Manor Books
- Founded: 1972
- Country of origin: United States
- Headquarters location: New York, NY
- Key people: Walter Weidenbaum, President
- Fiction genres: men's adventure, romance
- Imprints: King Size Gothic
- Official website: www.manorbookpublishers.com

= Manor Books =

Manor Books was an American publisher of paperback books.
It was founded by Walter Weidenbaum in 1972 and based in New York City.

Manor's library was built on assets purchased from Macfadden Publications after the latter opted to exit the paperback business, and expanded with original titles. Manor ceased activities in 1981.

==Catalogue==

Cover art for Robin Moore's Blind Spot (Manor Books, 1976)

The company's reprints were headlined by names who had previously graced the covers of Macfadden books, like Philip K. Dick and A.E. Van Vogt.
Reprints of more minor works were sometimes packaged to highlight thematic connections with otherwise unrelated mainstream entertainment properties.

Most of the company's original catalogue consisted of novels in the thriller and men's adventure genre, competing with the likes of Leisure Books, Lancer Books and later Pinnacle Books, whom Weidenbaum had helped launch before divesting himself of his shares.

Prolific author Robin Moore (The Green Berets, The French Connection) wrote several books for Manor and was arguably its most famous contributor.

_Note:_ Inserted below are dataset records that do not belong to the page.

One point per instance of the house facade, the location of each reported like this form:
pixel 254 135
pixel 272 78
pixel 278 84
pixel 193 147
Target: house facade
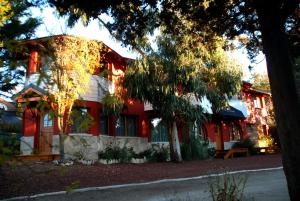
pixel 136 127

The company, like other paperback publishers, espoused a franchise-driven business model. Many series heroes were reminiscent of the 1970s movie tough guys epitomized by Clint Eastwood and Charles Bronson. Perhaps the best remembered are Keller by Nelson DeMille (The General's Daughter), a rework of the Joe Stryker novels DeMille wrote for Leisure Books, and The Enforcer, which Manor took over from ailing Lancer Books. Another series, Mace by Lee Chang, was one of the first to capitalize on the popularity of Asian martial arts films. In actuality, Chang was a pseudonym for Jewish-American paperback original veteran Joseph Rosenberger. Under his real name, Rosenberger penned blaxploitation-style books starring the African-American anti-hero Louis Luther King The Murder Master.

The company also released biographies. Titles exhumed from the Macfadden vaults included the memoirs of Groucho Marx and Mae West, while Manor would commission new titles to cash in on recent events involving a celebrity. Several of them were written by New York Post scribe George Carpozi.

The company made overture towards female readers with its King Size Gothic line dedicated to paranormal romance, a popular subject at the time. The name was both an indication of the books' somewhat generous content in comparison to most paperback original novels, and a ripoff of the Queen Size Gothic collection by rival Popular Library.

==Guaranteed Satisfaction==

A marketing gimmick used by Manor was the Seal of Guaranteed Reader Satisfaction, which offered compensation if the customer was not pleased with his purchase.